Her hair was slightly frizzed and smelled overpoweringly of jasmine and lavender; she had showered and washed herself (almost violently, from the rawness and redness of her skin) at least three times, no doubt trying to get _his_ touch off of her. The thought froze him, horror gripping his throat. He pulled back abruptly with wide eyes, peering at her closely and _desperately. _Molly shook her head faintly at his scrutiny.

"No," she croaked.

"No?" he affirmed wretchedly.

"No," she repeated wanly. He had never wanted to kiss her more, to _reassure _her, but he knew he was teetering on the line, so he limited himself to the chaste hug (it wasn't, but _it had to be_), letting her cry, rocking her slowly back and forth.

"I am so sorry, Molly Hooper," he whispered. "I should have seen it; seen _him."_

She released him, stepping backwards to swipe at her face, and he had to force himself not to reach for her again. "That wouldn't have helped," she said wearily, sniffing loudly and tugging self-consciously at her hair.

He frowned, clasping his hands together. "What do you mean?"

"It wasn't Jim who grabbed me," Molly said in that trembling voice, still insisting on using the first name of his alias. _It's Moriarty,_ he wanted to snap. "Turns out you were right about one thing; he's even got a boyfriend." Her bleak chuckle was even worse than when she had cried. "Gay. You just missed the psychotic murderer bit."

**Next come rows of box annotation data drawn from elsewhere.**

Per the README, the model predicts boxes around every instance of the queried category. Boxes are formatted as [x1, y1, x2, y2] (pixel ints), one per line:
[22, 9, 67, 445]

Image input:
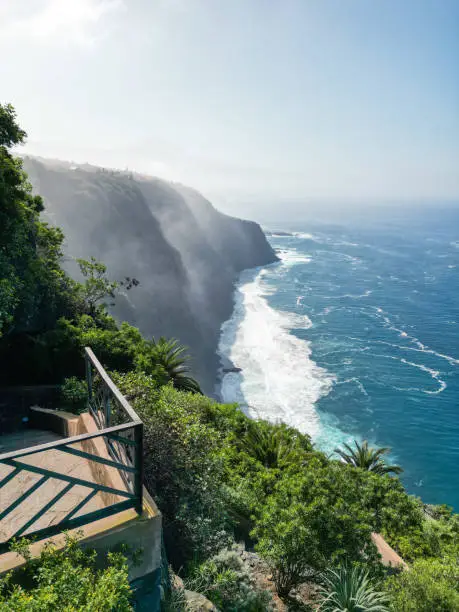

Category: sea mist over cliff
[24, 157, 276, 392]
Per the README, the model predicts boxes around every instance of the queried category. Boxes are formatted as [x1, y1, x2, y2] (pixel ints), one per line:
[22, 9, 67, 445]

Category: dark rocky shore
[24, 158, 277, 394]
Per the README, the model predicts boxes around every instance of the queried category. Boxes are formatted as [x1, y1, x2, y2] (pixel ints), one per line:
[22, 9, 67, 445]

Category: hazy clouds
[0, 0, 459, 209]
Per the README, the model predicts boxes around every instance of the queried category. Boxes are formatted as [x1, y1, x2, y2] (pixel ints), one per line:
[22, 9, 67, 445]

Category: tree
[0, 104, 74, 336]
[77, 257, 120, 316]
[335, 440, 403, 474]
[319, 565, 389, 612]
[76, 257, 139, 316]
[138, 336, 202, 393]
[240, 421, 312, 468]
[252, 457, 376, 596]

"One of his henchmen?" Sherlock asked quietly, kicking himself. Of course it hadn't been Moriarty. He would have had no use in hurting her. Only John had figured out his… attachment to Molly Hooper and only Andrea — _Anthea — _seemed to understand the extent of it.

It needed to stay that way, he realised soberly.

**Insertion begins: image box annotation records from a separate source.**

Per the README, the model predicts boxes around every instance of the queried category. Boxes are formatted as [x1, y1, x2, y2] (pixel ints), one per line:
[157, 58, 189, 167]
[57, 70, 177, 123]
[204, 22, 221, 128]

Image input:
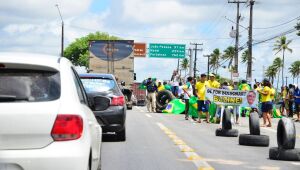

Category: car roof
[0, 52, 60, 70]
[79, 73, 115, 79]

"Yeah," Molly said tiredly, rubbing her eyes fiercely, long enough that she missed his complete emotional retreat behind a coward's wall. His face became marble and his hands stop reflexively clenching, returning listlessly to his sides. He took two sizeable steps backwards. "Seb," she enunciated clearly, coughing and laughing at herself.

He breathed in deeply, twice, and blinked. "You will obviously need to come to Scotland Yard tomorrow. You will need to make your statement, and Lestrade will want to question you," he ground out mechanically. She started noticeably at his abruptly cool and detached voice, peering up at him.

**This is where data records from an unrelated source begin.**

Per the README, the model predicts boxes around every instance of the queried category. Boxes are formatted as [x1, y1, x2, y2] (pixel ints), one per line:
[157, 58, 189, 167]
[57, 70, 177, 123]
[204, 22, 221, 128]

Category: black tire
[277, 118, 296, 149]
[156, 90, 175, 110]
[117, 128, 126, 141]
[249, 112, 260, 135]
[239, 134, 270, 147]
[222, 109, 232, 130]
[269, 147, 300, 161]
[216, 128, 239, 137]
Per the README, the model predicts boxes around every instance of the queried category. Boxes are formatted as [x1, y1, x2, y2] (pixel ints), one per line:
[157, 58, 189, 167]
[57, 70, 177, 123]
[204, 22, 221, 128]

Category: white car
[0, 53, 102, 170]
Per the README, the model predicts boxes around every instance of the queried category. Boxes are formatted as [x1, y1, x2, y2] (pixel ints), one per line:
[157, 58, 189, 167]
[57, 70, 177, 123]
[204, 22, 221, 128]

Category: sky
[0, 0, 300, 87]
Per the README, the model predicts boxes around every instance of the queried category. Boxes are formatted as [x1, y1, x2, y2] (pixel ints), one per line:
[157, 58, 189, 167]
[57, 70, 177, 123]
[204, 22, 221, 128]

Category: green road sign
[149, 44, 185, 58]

"Q-_question _me?" she stuttered, twisting the sleeves of her jumper. "But you don't _I — _Greg can't think that… I didn't _know, _or even _suspect," _she protested, near tears again. "I went out with him three times, two of them were our coffee breaks and the third a lunch _at the hospital, _and then I broke it off! I had _nothing… _I would _never…" _He kept his face blank, as she gasped herself into hyperventilation, barely capable of shaping the words.

"I doubt there is any need for a further security detail. I will tell Lestrade to expect you before noon tomorrow. I would advise you breathe into a paper bag; get yourself under control before tomorrow. Try not to date anymore criminals before then. My energy is expended enough on James _Moriarty _already." He was a monster, not even human; ruthless, cold and cruel, but not deranged enough to drag her down with him, particularly with his first genuine arch-enemy (John would have to eat his words, Sherlock realised bitterly).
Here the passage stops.